Burocratizzazione e crisi della C.N.T.
È evidente che non si può giudicare la C.N.T. come un tutto monolitico. Non si possono tacere,
comunque, gli indizi di alcuni fenomeni preoccupanti, di un'evoluzione che tende ad una crescente
burocratizzazione e gerarchizzazione della C.N.T., compresa una violazione ripetuta del suo
funzionamento federalista. È soprattutto questa violazione a facilitare i maneggi più sporchi per
ottenere i posti di "responsabilità" per la pratica di un dirigismo che provoca la passività e la
sottomissione della "base" (e ne è a sua volta favorito).

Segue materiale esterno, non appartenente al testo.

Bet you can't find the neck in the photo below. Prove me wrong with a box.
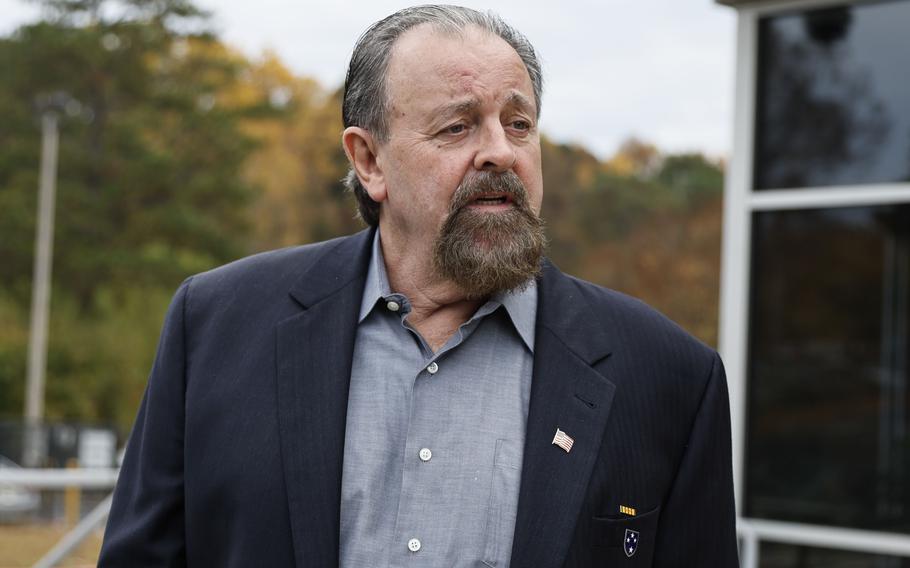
[380,223,484,351]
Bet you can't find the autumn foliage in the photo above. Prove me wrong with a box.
[0,0,722,432]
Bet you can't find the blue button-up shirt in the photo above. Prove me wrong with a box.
[340,232,537,568]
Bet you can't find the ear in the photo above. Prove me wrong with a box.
[341,126,388,203]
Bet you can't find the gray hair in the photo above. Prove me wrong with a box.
[341,5,543,226]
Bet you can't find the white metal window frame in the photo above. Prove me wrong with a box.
[718,0,910,568]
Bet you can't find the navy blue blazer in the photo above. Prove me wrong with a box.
[100,231,738,568]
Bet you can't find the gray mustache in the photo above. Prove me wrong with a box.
[450,172,528,213]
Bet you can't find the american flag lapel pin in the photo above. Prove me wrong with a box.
[553,428,575,453]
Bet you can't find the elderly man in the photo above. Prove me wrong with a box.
[101,6,737,568]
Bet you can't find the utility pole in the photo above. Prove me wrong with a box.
[22,92,78,467]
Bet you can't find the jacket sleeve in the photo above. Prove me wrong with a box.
[98,279,190,568]
[653,353,739,568]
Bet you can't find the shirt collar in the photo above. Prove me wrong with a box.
[357,228,537,353]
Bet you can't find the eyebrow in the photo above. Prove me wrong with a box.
[433,91,534,119]
[506,91,534,112]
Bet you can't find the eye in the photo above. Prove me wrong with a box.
[509,120,531,131]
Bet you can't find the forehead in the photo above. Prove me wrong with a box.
[387,24,533,116]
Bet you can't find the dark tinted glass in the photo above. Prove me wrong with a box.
[745,204,910,532]
[755,0,910,189]
[759,543,910,568]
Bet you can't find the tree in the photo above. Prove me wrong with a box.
[0,0,269,429]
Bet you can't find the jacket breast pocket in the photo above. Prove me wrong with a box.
[591,507,660,568]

Vi è un settore che, essendo ben ammanicato con le alte sfere della C.N.T. e potendosi quindi
presentare come "la linea ufficiale", tenta di riempire il vuoto lasciato dalle altre organizzazioni
sindacali, presentandosi come il "buon" sindacato della classe operaia, tralasciando la metodologia
anarchica dell'azione diretta e la coerenza mezzi-fini. Secondo i suoi sostenitori, i presupposti
anarchici dell'anarcosindacalismo della C.N.T. non costituirebbero altro che un freno al suo
sviluppo: di fatto auspicano un "anarcosindacalismo senza anarchismo". Questo settore, composto
da elementi "neo-verticalisti" (a volte neanche tanto "neo") sostenitori di un sindacalismo
autosufficiente, con posizioni praticiste ed economiciste, è sostenuto da tutta una serie di elementi
marxisti (che si riconoscono tali o no è questione del tutto secondaria) finiti nella C.N.T. non
certo perché attratti dalla sua tradizione antiautoritaria quanto dalla sua fama di organizzazione
sindacale "pura e dura" secondo i canoni dell'operaismo marxista e del conseguente mito
autoritario della "dittatura del proletariato". Questo settore si caratterizza anche per il continuo
tentativo di emarginazione delle componenti antiautoritarie e libertarie della C.N.T., vedendo uniti
in questa operazione i sindacalisti verticalisti e quelli marxisti.
Verso il congresso di ottobre
Al margine e/o in polemica con questi settori ve ne sono altri che propugnano un sindacalismo
differente, basato sull'azione diretta, sul rispetto delle organizzazioni autonome di lotta, tendente
allo sviluppo di tutte le potenzialità antiautoritarie della C.N.T.. Questo settore rifiuta i contratti e
difende le pratiche di contrattazione diretta e aziendale con il padronato; sostiene inoltre che
l'accettazione dei contratti presuppone l'adozione e l'importazione nella C.N.T. dei modelli
organizzativi sindacali del capitalismo burocratico, nonché l'adattamento della C.N.T. ai modelli di
pianificazione economica funzionali al sistema (che è esattamente quello che è accaduto agli altri
sindacati).
Questi sono, a grandi linee, gli argomenti controversi, anche se evidentemente posso essere
incorso in qualche schematizzazione. Se da una parte bisogna registrare la nascita ed il primo
sviluppo di un simile apparato burocratico dirigente e la gerarchizzazione delle funzioni, vi è pur
sempre, a livello delle federazioni locali, dei sindacati e dei comitati di fabbrica, un'autonomia
sufficiente per lo sviluppo delle proprie attività, naturalmente proporzionale all'impegno
investitovi. In ogni caso, è innegabile che nella C.N.T. si sia prodotta una situazione di crisi e di
disillusione. Alcuni ripongono le proprie speranze per superare l'attuale impasse nel prossimo
congresso della C.N.T. (fissato per il mese di ottobre). Ma esistono le condizioni per un dibattito
realmente aperto? Esistono davvero le premesse per una proficua partecipazione di base, come
una stampa pluralista, non unidimensionale, che serva da tribuna alle differenti posizioni? Esiste
forse nella realtà un funzionamento federalista che sia garanzia contro manovre ed intrighi? No, la
risposta non può che essere negativa. Purtroppo l'apatia e l'inerzia di ampi settori proletari, che
preferiscono la delega all'autogestione, non permettono grandi illusioni e confermano le difficoltà
per lo sviluppo di un sindacalismo basato sull'azione diretta nella società attuale.